The feasibility of robotic PCI using the CorPath200—which gives operators the ability to remotely control guide wires, guide catheters, and deliver balloons and stents—was first reported in the PRECISE trial, Mahmud said.

That trial found a high clinical success and radiation reduction to the primary operator, but the lesions were 12 mm long on average, and most (83%) were non-C lesions.

The current study aimed to evaluate clinical success with the CorPath 200 in "all comers" who had robotic PCI at the 16 US sites that were part of the PRECISION registry, from September 2103 to March 2017.

The operators performed 754 robotic PCI procedures on 949 lesions. They used a femoral-access approach in 289 procedures on 399 lesions and a radial-access approach in 452 procedures on 544 lesions.

In general, patients who underwent PCI that used a femoral-access approach were older and had lower BMIs and a higher prevalence of diabetes, and "most important," they had fairly complicated lesions, greater lesion calcification, and more lesions treated per procedure, Mahmud said.

Roughly two-thirds of the lesions treated with PCI using either access approach were type B2 and C lesions. On average, there were 1.1 stents per lesion in both groups.

Operators often underestimated the lesion length visually compared with the actual length that they measured using the robotic platform; they subsequently changed their stent selection in 22% of femoral-access procedures and 33% of radial-access procedures.

Approximately 12% of cases in both access types required manual assistance.

In a propensity-matched analysis of 205 patients who had femoral-access PCI and the same number of patients who had radial-access PCI, clinical success was slightly higher in those in the radial-access approach—primarily driven by lower rates of MACE in this group (six versus zero).

A total of 82% of femoral-access procedures and 89% of radial-access ones (P=0.017) were technically successful.

The procedure time was 8 minutes longer with femoral-access vs radial-access PCI (48 vs 40 minutes); however, patient radiation exposure was similar in both groups.

"I've got to admit that I was a little bit surprised that the radial-[access PCI group] had a higher technical success rate. . . . Were you?" Applegate asked.

Mahmud admitted that he was. He suggested that "in general, the people who were doing radial-access PCIs were probably choosing somewhat less complicated lesions, and I think there is a big selection bias." They may also have been more aggressive in their guiding catheter use.

Short Learning Curve, Second-Generation CorPath GRX Approved

The learning curve is very short for simple cases: three to five cases, Mahmud told heartwire . But as lesion complexity increases, the procedure time falls after about 25 cases and it drops again and plateaus after 50 cases.

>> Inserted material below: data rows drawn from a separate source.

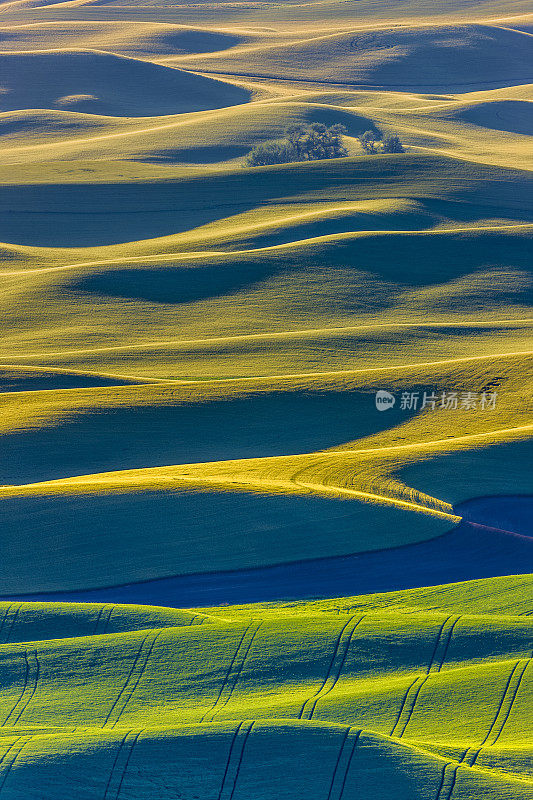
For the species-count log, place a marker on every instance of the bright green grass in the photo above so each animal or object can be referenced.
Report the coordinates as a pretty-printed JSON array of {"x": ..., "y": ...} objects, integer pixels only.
[{"x": 384, "y": 695}]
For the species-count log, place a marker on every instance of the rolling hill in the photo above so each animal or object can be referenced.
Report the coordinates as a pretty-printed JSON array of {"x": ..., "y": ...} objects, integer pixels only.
[
  {"x": 198, "y": 485},
  {"x": 354, "y": 698}
]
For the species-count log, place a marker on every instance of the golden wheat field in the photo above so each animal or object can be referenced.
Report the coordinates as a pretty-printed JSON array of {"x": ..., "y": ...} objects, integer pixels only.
[{"x": 266, "y": 429}]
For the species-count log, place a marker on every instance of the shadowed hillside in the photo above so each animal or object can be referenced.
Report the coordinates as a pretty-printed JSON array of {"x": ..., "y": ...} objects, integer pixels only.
[
  {"x": 99, "y": 83},
  {"x": 238, "y": 398}
]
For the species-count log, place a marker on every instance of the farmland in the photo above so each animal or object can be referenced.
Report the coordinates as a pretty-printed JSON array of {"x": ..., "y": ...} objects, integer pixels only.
[{"x": 214, "y": 542}]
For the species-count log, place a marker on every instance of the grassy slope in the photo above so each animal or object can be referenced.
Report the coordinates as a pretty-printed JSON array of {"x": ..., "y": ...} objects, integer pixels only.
[
  {"x": 328, "y": 281},
  {"x": 359, "y": 694}
]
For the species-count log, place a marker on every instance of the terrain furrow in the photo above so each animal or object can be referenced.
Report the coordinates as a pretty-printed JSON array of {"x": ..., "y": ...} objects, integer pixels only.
[
  {"x": 234, "y": 673},
  {"x": 343, "y": 763},
  {"x": 132, "y": 681},
  {"x": 234, "y": 762}
]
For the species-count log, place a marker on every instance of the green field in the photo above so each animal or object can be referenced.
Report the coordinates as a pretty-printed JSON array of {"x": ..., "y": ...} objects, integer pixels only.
[
  {"x": 413, "y": 694},
  {"x": 189, "y": 359}
]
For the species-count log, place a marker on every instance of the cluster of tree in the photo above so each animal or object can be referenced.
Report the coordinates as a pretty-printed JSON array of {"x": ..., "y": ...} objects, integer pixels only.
[
  {"x": 301, "y": 143},
  {"x": 317, "y": 141}
]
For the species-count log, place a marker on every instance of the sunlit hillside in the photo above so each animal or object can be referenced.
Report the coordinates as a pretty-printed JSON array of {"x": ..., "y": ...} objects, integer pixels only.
[{"x": 191, "y": 359}]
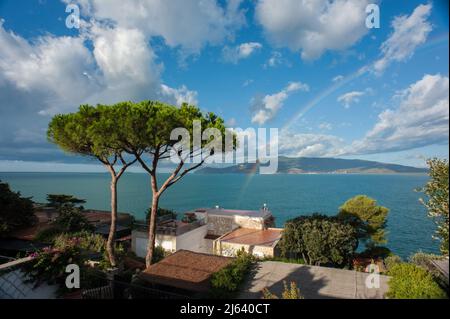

The technical success rate will likely be even higher with the new second-generation CorPath GRX system that was recently approved by the US Food and Drug Administration (FDA).

Data to evaluate this device are being collected in the PRECISION GRX registry.

At their center, manual assistance was used in PCI procedures in 18% of patients; 45% of the time it was required to guide the catheter.

"With the new robotic system, you can now robotically control the guiding catheter, and that should limit the number of patients who require manual conversion," according to Mahmud.

The study was sponsored by Corindus Vascular Robotics. Mahmud disclosed that he is a consultant for and receives research support from Corindus Vascular Robotics. Applegate disclosed that he is a consultant for Abbott.